There were about 40 under-aged persons charged with different offences bordering on terrorism. However, the federal government prosecutors adopted a policy to withdraw the charges to enable the court strike them out. The court regularly orders the minors to be sent for two to three years de-radicalisation and rehabilitation programme.

Abbas John Ajuji and Emmanuel Yakubu, said their membership of the sect was not voluntary. But the court sentenced the former to seven years imprisonment for belonging to the Boko Haram sect while the latter, a physically challenged person, bagged six years for working as an armourer for the sect.

Other interesting cases at the facility include: Sunday Abana, 37, who was jailed 60 years after he confessed to being a trained killer for the Boko Haram sect. The prosecution withdrew charges against Ikechukwu Zaiwaza Umar and Prince Bassey Otu, a psychiatric patient with the army clinic in the facility, who was handed over by church security operatives in Nasarawa State, after he was found loitering around in a Boys' Scout uniform during service in September 2014.

Bassey would not take his medication or interact with any other inmate except Mohammed Auwal Yusuf, a Sociology graduate and father of five. Yusuf, who was working as a car salesman at a company in Jos, Plateau State, sold a car to Boko Haram suicide bombers after they posed as genuine transport operators. The vehicle exploded in a botched suicide attack same day in Jos and investigators traced the car to his shop.

Army authorities said 95 suspects manifested psychiatric conditions similar to Bassey's when they were brought to the detention centre. But after treatment, the figure is now down to 45.

The programme was rounded off on Friday, February 16, with the release of 475 suspects whom the prosecution had no evidence against. Over 170 suspects were convicted during the five days trial.

In a statement at the start of the exercise on February 11, Othman Salhiu Isah, the spokesman of the Attorney General of the Federation (AGF) and Minister for Justice, Abubakar Malami, said there were1669 suspects detained at the facility.

In his assessment of the programme, the Director of Legal at the Defence Headquarters, Abuja, Air Vice Marshal Ibrahim Shafi'I, highlighted the milestone achieved by the fast-track prosecutions in terrorism fight, which he said has not happened in any other high profile detention facility in the world.

He stressed that the Nigerian military will continue to respect the human rights of citizens in its bid to secure the country.

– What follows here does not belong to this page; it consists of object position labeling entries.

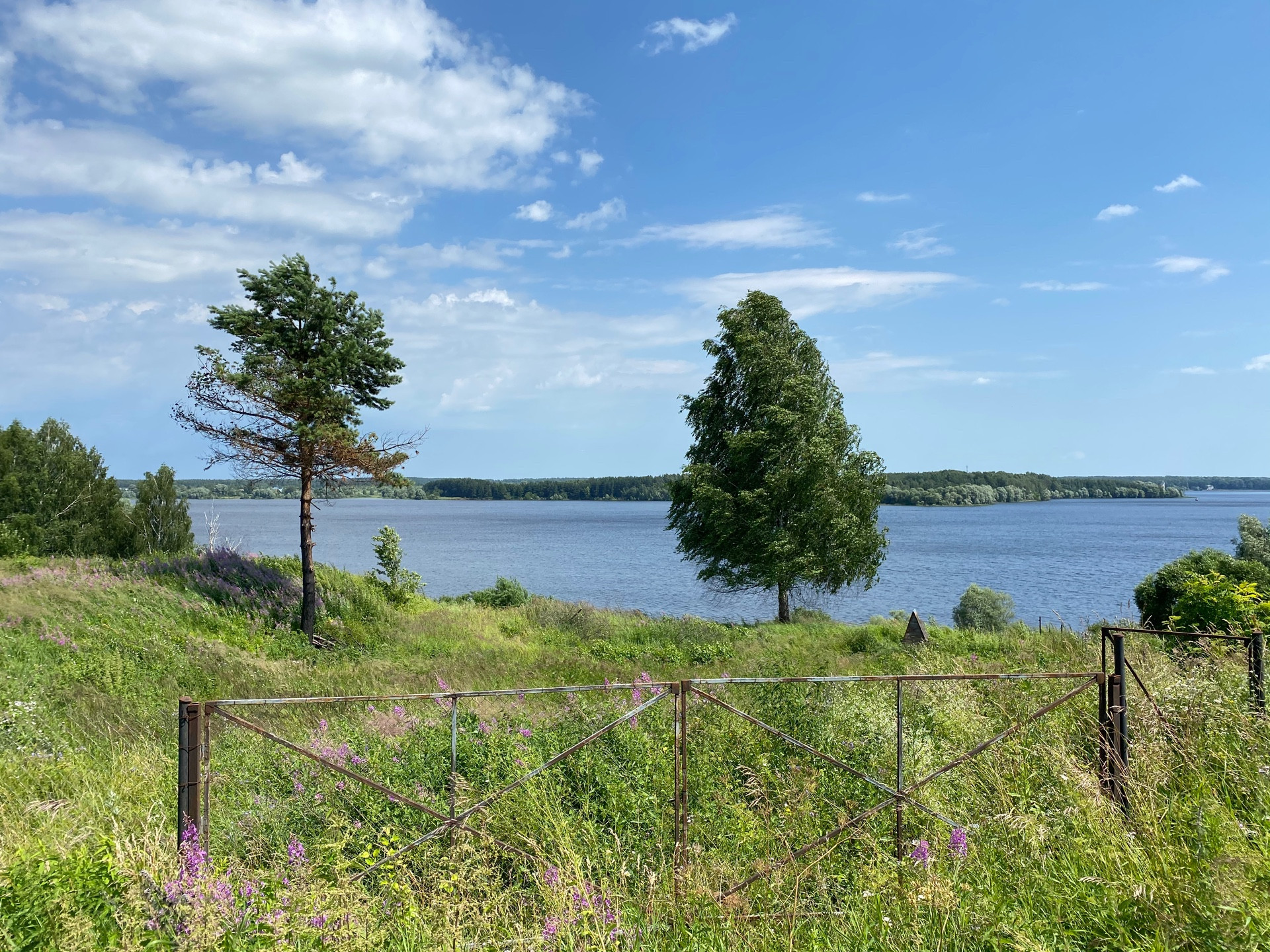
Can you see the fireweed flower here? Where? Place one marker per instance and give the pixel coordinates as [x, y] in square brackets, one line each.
[921, 853]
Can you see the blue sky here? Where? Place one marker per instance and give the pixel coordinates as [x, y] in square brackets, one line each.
[1027, 237]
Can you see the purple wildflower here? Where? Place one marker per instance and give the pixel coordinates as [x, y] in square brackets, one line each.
[921, 853]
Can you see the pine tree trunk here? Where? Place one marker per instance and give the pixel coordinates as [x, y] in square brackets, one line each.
[309, 603]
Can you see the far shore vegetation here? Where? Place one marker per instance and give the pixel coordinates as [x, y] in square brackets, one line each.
[937, 488]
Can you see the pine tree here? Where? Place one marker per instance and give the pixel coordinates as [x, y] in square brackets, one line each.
[777, 493]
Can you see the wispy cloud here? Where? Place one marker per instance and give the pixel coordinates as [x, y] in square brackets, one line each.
[808, 291]
[760, 231]
[690, 34]
[588, 161]
[920, 243]
[1179, 183]
[1062, 286]
[607, 212]
[1117, 211]
[1206, 268]
[882, 197]
[535, 211]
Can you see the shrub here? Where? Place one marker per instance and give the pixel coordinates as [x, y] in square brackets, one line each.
[399, 584]
[506, 593]
[1214, 603]
[984, 610]
[1156, 596]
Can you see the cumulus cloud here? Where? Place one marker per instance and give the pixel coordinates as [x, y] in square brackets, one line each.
[131, 168]
[920, 243]
[535, 211]
[1179, 183]
[389, 80]
[607, 212]
[808, 291]
[588, 161]
[1117, 211]
[882, 197]
[1064, 286]
[689, 34]
[1206, 268]
[761, 231]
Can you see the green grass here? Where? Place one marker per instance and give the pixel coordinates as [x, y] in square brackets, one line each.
[93, 659]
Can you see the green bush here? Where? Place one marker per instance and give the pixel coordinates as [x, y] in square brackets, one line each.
[984, 610]
[1214, 603]
[1156, 596]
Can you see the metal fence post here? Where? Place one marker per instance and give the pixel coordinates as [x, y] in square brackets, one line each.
[900, 782]
[1256, 672]
[190, 761]
[1119, 711]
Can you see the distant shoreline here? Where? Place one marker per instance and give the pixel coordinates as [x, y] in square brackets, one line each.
[940, 488]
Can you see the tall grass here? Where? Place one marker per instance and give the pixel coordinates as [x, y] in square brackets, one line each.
[95, 655]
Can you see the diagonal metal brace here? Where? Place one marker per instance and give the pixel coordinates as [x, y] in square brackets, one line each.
[828, 758]
[878, 808]
[366, 781]
[460, 818]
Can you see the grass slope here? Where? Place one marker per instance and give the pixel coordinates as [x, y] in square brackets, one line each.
[95, 656]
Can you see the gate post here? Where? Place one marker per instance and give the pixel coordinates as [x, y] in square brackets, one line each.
[1256, 672]
[190, 767]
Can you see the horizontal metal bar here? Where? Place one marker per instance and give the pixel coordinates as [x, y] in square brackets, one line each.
[1193, 635]
[444, 695]
[828, 758]
[366, 781]
[888, 678]
[509, 787]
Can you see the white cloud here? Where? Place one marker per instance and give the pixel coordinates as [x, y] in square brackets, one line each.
[128, 167]
[588, 161]
[607, 212]
[1062, 286]
[535, 211]
[390, 80]
[88, 249]
[1179, 183]
[761, 231]
[693, 34]
[920, 243]
[1117, 211]
[882, 197]
[1181, 264]
[808, 291]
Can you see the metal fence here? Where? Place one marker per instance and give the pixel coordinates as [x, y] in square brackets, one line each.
[900, 793]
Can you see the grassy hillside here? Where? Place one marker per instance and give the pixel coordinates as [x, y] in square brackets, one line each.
[95, 656]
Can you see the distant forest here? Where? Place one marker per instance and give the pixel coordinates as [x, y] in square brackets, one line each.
[939, 488]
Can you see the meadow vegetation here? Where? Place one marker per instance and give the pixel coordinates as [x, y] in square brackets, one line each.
[95, 655]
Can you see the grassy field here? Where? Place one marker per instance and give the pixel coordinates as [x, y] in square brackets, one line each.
[95, 655]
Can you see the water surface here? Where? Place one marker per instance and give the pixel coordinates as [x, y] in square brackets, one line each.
[1076, 559]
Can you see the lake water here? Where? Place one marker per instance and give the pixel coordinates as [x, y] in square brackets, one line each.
[1079, 559]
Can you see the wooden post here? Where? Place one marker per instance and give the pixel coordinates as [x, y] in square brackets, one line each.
[190, 762]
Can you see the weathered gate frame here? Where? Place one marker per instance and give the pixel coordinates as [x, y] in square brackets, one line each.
[194, 754]
[1114, 696]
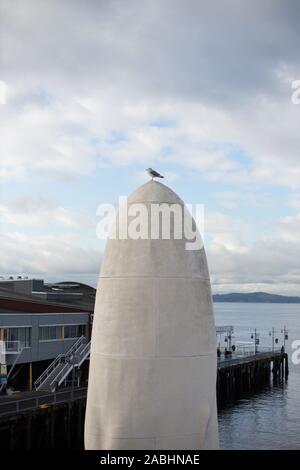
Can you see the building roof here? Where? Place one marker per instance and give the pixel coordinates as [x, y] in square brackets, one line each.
[13, 301]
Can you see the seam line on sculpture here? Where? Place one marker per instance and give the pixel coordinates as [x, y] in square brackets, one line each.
[135, 276]
[151, 357]
[148, 437]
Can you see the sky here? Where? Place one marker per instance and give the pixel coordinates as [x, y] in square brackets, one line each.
[95, 92]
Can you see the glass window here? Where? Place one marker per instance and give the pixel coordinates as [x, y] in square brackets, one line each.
[74, 331]
[22, 334]
[48, 333]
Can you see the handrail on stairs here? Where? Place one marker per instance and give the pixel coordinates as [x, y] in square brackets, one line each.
[57, 361]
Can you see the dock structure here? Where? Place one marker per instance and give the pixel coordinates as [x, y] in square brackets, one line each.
[46, 420]
[237, 376]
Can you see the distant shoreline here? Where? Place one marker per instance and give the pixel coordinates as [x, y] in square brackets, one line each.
[256, 297]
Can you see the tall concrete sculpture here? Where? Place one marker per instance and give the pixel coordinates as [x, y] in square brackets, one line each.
[152, 382]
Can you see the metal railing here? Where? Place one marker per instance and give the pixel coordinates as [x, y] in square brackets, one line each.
[13, 347]
[61, 359]
[70, 364]
[48, 371]
[10, 406]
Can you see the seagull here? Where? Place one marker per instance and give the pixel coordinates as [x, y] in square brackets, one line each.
[153, 173]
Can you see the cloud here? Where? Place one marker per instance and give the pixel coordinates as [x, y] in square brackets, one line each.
[202, 88]
[46, 254]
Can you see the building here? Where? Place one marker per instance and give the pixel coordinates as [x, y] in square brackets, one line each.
[35, 331]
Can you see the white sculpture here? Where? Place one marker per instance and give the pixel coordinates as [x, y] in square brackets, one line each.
[152, 380]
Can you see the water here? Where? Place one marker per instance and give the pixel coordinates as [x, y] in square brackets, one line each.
[269, 419]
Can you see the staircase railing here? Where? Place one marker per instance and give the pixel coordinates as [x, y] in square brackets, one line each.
[61, 358]
[48, 371]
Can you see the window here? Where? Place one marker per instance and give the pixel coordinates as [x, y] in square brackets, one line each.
[74, 331]
[49, 333]
[21, 333]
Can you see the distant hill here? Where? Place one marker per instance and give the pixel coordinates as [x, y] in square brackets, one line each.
[260, 297]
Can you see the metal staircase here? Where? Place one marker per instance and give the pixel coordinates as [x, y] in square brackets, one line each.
[61, 367]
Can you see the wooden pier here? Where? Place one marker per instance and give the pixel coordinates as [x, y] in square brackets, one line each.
[41, 420]
[239, 376]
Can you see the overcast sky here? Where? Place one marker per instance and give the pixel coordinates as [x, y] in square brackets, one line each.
[98, 91]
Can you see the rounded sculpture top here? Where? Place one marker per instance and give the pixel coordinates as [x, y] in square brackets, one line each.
[153, 191]
[153, 256]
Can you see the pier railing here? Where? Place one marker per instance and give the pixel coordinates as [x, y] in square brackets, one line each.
[11, 405]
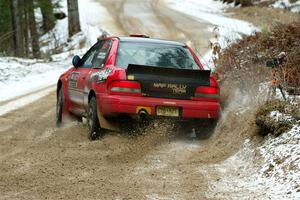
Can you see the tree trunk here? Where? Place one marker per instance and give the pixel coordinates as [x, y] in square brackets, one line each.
[18, 31]
[48, 15]
[33, 32]
[25, 27]
[73, 17]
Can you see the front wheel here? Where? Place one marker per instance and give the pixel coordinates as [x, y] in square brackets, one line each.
[206, 130]
[94, 129]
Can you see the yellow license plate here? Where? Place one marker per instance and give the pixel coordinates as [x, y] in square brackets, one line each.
[167, 111]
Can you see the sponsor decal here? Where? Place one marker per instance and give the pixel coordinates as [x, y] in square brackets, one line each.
[175, 88]
[101, 76]
[73, 79]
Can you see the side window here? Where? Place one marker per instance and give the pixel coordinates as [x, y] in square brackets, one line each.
[100, 56]
[86, 61]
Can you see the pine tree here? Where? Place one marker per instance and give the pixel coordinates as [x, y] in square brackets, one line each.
[73, 17]
[33, 31]
[17, 28]
[47, 13]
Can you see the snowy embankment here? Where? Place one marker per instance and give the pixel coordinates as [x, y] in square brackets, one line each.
[270, 170]
[286, 4]
[226, 29]
[20, 77]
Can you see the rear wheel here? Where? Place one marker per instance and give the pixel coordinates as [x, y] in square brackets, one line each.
[94, 129]
[206, 130]
[59, 108]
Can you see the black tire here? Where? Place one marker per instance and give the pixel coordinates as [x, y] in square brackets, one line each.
[94, 129]
[59, 108]
[205, 131]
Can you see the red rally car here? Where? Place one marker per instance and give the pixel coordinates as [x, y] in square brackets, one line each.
[137, 76]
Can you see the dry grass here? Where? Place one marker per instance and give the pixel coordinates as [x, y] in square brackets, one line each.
[264, 17]
[243, 64]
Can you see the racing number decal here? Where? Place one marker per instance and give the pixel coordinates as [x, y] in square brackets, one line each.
[74, 80]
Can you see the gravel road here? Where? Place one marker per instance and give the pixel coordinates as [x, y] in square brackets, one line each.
[39, 161]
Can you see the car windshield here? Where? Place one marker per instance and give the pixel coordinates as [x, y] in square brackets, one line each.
[155, 54]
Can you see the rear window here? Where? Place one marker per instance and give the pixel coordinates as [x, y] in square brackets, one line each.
[152, 54]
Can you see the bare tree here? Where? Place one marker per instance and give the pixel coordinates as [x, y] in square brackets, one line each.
[17, 28]
[73, 17]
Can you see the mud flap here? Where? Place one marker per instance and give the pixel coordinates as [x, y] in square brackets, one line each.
[104, 123]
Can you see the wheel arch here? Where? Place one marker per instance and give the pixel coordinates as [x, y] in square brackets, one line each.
[92, 93]
[58, 87]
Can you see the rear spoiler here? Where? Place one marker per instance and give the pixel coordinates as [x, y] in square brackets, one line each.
[168, 74]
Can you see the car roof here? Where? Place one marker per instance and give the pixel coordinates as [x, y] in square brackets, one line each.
[150, 40]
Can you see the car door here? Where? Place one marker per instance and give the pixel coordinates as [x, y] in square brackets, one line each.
[79, 77]
[98, 63]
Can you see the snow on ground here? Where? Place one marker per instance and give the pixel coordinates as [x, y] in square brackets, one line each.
[228, 29]
[269, 171]
[285, 4]
[22, 76]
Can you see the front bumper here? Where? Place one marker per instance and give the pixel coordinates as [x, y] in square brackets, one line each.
[116, 104]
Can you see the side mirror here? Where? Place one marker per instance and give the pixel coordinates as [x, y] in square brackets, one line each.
[76, 61]
[272, 63]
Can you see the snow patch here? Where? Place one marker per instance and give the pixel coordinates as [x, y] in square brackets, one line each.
[285, 4]
[228, 29]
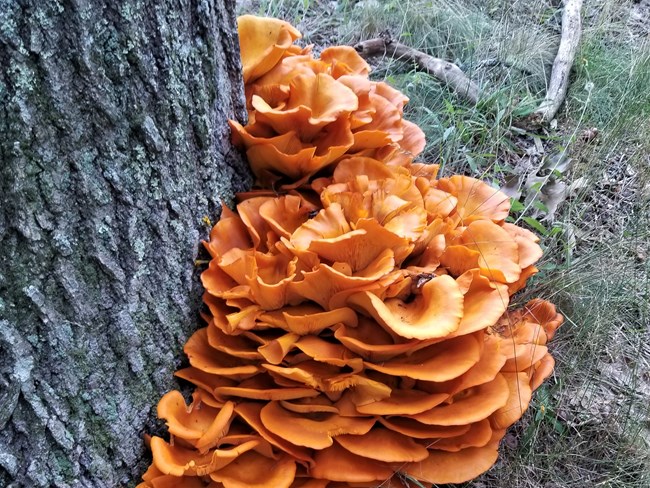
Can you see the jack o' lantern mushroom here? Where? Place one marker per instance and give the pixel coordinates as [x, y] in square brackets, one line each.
[364, 307]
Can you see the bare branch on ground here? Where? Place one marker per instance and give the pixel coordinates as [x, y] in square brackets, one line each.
[446, 72]
[559, 83]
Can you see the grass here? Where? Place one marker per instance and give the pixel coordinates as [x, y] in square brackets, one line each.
[589, 425]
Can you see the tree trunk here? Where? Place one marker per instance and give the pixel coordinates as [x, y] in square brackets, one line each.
[114, 146]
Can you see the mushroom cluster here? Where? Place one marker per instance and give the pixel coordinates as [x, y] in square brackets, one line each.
[358, 328]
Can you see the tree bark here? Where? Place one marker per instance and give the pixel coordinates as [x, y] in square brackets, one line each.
[114, 146]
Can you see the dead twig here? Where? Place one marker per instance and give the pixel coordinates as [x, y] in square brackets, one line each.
[559, 83]
[447, 72]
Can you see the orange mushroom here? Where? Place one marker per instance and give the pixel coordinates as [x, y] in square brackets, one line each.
[263, 42]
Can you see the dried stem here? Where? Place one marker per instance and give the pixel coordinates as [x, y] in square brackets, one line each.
[447, 72]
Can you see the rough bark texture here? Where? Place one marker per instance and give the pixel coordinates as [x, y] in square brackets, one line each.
[114, 146]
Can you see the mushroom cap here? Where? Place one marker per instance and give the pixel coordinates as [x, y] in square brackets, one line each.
[314, 102]
[453, 467]
[395, 447]
[478, 435]
[262, 387]
[517, 403]
[417, 430]
[470, 405]
[498, 254]
[252, 470]
[476, 200]
[199, 423]
[439, 362]
[436, 313]
[263, 42]
[484, 302]
[344, 60]
[179, 461]
[338, 464]
[209, 360]
[250, 413]
[403, 402]
[315, 431]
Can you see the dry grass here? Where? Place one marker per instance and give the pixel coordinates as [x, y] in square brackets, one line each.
[589, 424]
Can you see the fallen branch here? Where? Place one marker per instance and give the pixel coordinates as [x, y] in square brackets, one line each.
[447, 72]
[559, 83]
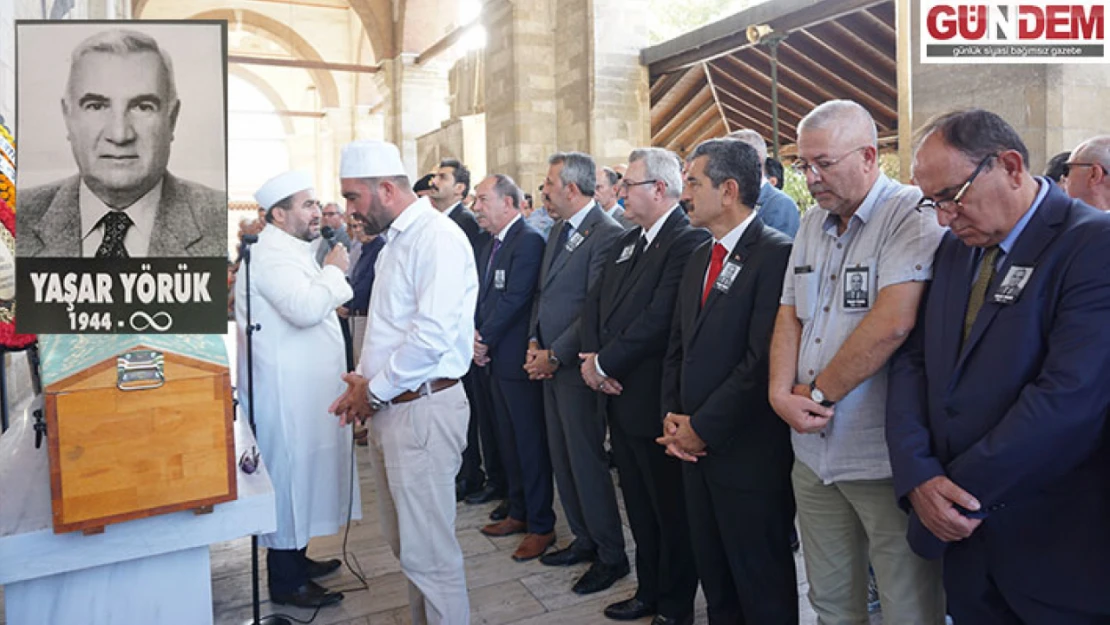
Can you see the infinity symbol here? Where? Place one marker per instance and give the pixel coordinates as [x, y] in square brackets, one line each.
[151, 321]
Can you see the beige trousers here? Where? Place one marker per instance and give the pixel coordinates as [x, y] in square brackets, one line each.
[846, 524]
[415, 450]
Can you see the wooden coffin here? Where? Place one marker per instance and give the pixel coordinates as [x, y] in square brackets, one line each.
[138, 425]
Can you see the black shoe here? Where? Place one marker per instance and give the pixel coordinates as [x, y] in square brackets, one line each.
[601, 576]
[500, 513]
[319, 568]
[485, 495]
[464, 487]
[628, 610]
[310, 595]
[568, 556]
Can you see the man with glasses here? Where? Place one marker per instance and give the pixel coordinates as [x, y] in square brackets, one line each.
[625, 324]
[828, 369]
[1088, 172]
[998, 401]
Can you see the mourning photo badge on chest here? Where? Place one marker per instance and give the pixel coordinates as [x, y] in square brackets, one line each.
[1012, 284]
[728, 273]
[575, 240]
[857, 283]
[626, 252]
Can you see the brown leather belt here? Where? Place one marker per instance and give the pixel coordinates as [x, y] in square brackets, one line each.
[433, 386]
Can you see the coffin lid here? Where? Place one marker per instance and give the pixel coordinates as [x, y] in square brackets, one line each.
[64, 356]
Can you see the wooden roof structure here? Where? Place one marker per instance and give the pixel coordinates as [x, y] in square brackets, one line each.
[713, 81]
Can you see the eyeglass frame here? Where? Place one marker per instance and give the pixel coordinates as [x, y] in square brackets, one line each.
[623, 183]
[956, 200]
[801, 165]
[1067, 168]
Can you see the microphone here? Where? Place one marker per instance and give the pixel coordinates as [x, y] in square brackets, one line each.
[329, 235]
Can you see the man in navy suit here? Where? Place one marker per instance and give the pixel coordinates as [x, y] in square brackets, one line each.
[737, 475]
[625, 325]
[508, 270]
[450, 184]
[997, 405]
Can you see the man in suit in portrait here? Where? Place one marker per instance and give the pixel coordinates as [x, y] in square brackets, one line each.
[997, 406]
[573, 261]
[625, 326]
[508, 270]
[448, 187]
[121, 109]
[718, 420]
[776, 209]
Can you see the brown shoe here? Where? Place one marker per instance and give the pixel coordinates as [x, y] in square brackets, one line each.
[506, 527]
[533, 546]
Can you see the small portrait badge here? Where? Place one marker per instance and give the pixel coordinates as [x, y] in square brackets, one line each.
[626, 253]
[727, 275]
[857, 288]
[1012, 284]
[575, 240]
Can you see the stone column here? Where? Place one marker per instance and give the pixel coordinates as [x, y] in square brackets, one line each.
[564, 74]
[417, 102]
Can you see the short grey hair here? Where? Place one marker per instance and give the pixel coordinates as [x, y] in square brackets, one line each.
[505, 187]
[839, 112]
[754, 139]
[661, 164]
[1096, 149]
[123, 41]
[578, 168]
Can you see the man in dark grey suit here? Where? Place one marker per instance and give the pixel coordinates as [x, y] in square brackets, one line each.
[121, 109]
[776, 209]
[573, 262]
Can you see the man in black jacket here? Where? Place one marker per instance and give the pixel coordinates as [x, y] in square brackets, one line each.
[625, 325]
[738, 453]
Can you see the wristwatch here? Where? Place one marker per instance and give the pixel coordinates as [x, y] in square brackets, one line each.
[375, 404]
[817, 396]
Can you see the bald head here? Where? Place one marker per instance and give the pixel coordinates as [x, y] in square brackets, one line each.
[1088, 177]
[844, 120]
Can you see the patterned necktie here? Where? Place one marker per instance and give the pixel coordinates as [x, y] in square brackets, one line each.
[115, 224]
[493, 254]
[715, 265]
[641, 245]
[564, 235]
[979, 289]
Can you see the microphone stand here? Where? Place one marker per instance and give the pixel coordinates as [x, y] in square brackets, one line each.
[251, 329]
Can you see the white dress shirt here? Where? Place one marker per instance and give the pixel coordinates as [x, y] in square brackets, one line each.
[142, 214]
[421, 318]
[648, 237]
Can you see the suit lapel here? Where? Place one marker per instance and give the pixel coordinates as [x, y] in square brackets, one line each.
[585, 230]
[655, 251]
[739, 254]
[60, 227]
[174, 228]
[1039, 232]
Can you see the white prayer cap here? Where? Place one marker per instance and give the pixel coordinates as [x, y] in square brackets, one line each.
[371, 159]
[281, 187]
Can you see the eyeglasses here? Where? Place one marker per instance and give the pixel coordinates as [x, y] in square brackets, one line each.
[625, 184]
[820, 165]
[955, 202]
[1067, 168]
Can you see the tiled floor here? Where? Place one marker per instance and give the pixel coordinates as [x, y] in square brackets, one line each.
[502, 591]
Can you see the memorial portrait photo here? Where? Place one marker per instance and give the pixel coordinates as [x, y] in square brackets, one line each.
[122, 131]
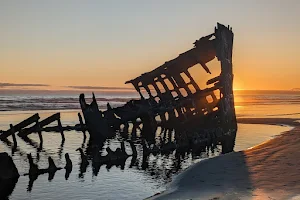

But the First Vice President of the Nigerian Bar Association (NBA), Caleb Dajan, faulted the mass arraignments. He said the association will be recommending immediate trial of any person arrested for such offences "rather than wait for many years to try them in one place."

"From my own observation, the trials have been fair," said Abdulrahman Yakubu, the Director of Protection and Investigation of the National Human Rights Commission (NHRC).

"But if you look at other issues of concern, they have to do with the relationship between the suspects and their lawyers.

"There are other areas but I think another issue is providing the suspects with interpreters. The court has been doing so; the defendants have access to interpreters who interpret in the language that they understand. So that is a plus to the process".

To further improve the process in the future, Yakubu also suggested that prosecution lawyers go through the charges very well before bringing them before the court to reduce the many defects observed during the exercise. He suggested that more time be given to the defence lawyers, who are of the Legal Aid Council (LAC) to study the case files very well.

Tunde Ikusagba, the Director Criminal Justice of LAC, who is heading a team of 39 defence lawyers on pro bono representation for the suspects, commended the speed and commitment shown in the handling of the cases by all those involved.